Il faut d'abord que l'effort soit modulé pour tenir compte de la pénibilité des métiers, ce qui n'est pas le cas aujourd'hui.
L'allongement des durées de cotisation doit ensuite permettre de garantir effectivement le niveau des pensions. Là encore, cette condition n'est pas remplie. En effet, rien n'est fait en faveur de l'emploi des seniors. Or, sans garantie dans ce domaine, les carrières professionnelles ne pourront pas être complètes. À ce sujet, je regrette que le président de la commission des affaires sociales du Sénat, M. Nicolas About, ait jugé utile de retirer en CMP l'amendement qu'il avait fait adopter par le Sénat, introduisant un mécanisme, que nous étions disposés à voter, qui imposait aux entreprises un taux minimum de seniors parmi leurs salariés. C'était pourtant une bonne initiative. Par ailleurs, le niveau des pensions ne sera pas garanti puisque, pour 2008, vous prévoyez une augmentation du niveau des retraites de 1,1 %, alors que l'inflation se situera au mieux à 1,5 % et plus probablement autour de 2 %. Vous aviez là une occasion de manifester votre engagement dans la lutte pour le pouvoir d'achat, mais vous ne l'avez pas saisie !

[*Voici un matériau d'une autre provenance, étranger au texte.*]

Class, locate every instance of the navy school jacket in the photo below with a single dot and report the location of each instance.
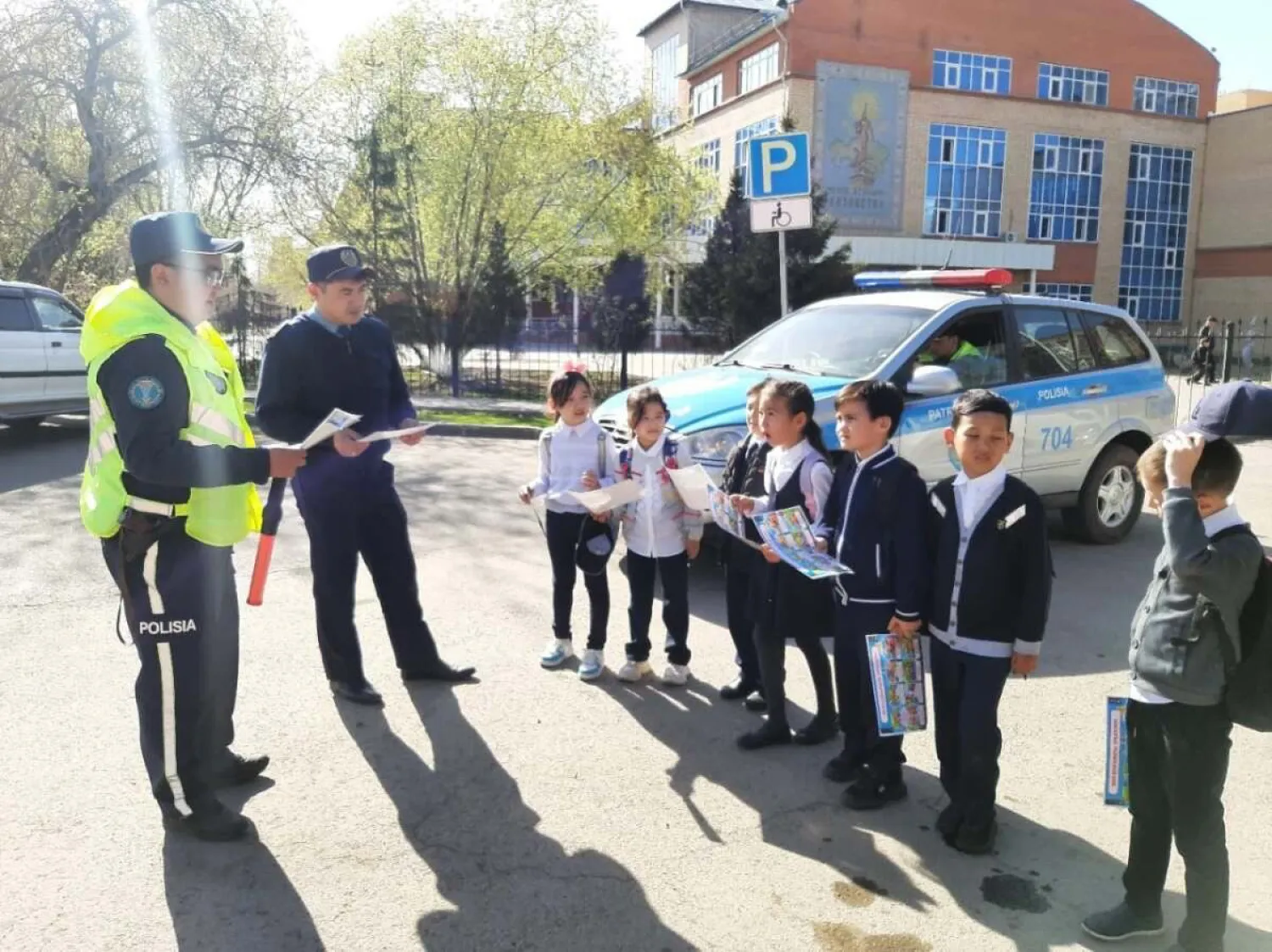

Quant au paiement des pensions de retraite, il n'est pas garanti dans la durée, notamment lorsque nous atteindrons le pic, entre 2020 et 2030, puis, dans une moindre mesure, jusqu'en 2040. Selon tous les analystes, la seule solution consisterait à abonder le Fonds de réserve des retraites, mis en place par le gouvernement de Lionel Jospin.